Am Ende von Genesis 11 wird uns ein Stammbaum vorgelegt, und Abraham wird zur neuen Hoffnung, durch die Gott versuchen wird, ein Volk zu schaffen, das nach bestimmten Werten lebt. Das Wichtigste, was wir hier lernen können, ist die Einzigartigkeit der Bundesbeziehung zwischen Gott und Abraham. Zum ersten Mal sehen wir den Beginn einer wechselseitigen Beziehung: Gott tut etwas für Abraham, und Abraham tut etwas für Gott. Der Segen Gottes wird von einer Generation zur anderen weitergegeben.

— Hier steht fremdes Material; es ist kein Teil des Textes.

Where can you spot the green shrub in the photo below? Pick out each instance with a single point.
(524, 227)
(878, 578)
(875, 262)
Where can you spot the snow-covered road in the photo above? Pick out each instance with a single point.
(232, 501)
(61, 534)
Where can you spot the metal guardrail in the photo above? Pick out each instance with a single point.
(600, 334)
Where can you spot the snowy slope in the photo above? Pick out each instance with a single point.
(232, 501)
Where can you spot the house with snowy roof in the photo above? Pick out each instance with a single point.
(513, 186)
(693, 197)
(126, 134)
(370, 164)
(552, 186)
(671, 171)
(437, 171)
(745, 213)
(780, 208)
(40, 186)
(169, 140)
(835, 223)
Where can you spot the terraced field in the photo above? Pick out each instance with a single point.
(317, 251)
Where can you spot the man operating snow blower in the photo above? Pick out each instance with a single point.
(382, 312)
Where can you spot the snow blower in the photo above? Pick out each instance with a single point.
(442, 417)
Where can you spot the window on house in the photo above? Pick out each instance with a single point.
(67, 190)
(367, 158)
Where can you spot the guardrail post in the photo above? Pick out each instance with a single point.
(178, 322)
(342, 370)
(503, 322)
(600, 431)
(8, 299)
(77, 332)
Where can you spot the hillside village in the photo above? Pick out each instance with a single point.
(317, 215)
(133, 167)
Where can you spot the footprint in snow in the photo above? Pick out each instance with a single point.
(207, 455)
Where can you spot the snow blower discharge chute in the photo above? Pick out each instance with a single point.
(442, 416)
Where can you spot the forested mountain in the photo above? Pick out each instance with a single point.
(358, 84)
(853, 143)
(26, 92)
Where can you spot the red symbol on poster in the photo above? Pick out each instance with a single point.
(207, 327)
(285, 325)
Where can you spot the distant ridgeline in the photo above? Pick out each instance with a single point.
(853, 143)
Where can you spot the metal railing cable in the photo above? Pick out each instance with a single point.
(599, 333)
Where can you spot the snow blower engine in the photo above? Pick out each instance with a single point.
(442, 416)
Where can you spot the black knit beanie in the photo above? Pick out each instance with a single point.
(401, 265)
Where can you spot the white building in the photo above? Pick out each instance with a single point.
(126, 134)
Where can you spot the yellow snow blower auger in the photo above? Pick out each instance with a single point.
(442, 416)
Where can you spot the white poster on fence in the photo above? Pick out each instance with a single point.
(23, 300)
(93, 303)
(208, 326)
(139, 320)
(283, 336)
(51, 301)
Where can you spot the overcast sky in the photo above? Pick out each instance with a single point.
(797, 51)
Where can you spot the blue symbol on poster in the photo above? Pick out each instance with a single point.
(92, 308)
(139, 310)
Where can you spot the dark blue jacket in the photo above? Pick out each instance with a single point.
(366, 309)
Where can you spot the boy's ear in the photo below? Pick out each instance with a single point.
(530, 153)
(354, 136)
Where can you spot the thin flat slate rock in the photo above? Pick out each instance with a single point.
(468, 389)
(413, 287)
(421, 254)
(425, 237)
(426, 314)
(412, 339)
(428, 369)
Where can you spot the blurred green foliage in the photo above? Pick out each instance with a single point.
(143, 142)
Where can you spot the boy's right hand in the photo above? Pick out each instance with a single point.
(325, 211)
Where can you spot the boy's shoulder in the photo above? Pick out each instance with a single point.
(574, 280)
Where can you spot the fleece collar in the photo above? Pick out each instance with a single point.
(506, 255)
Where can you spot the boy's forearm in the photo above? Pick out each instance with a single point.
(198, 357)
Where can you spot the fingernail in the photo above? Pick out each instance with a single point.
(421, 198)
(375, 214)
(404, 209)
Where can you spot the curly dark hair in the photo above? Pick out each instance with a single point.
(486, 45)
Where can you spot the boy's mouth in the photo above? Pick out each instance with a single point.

In der Geschichte Abrahams geht es um Gehorsam gegenüber dem Willen Gottes – nicht um blinden Gehorsam, denn die biblischen Geschichten erzählen uns, dass Abraham Gott häufig herausforderte und Fragen stellte. Aber am Ende vertraute er diesem Gott, der ihm so außergewöhnliche Verheißungen gemacht hatte, und baute so eine ganz besondere und persönliche Beziehung zu Gott auf, die, wie Gläubige behaupten, bis in die heutige Zeit andauert.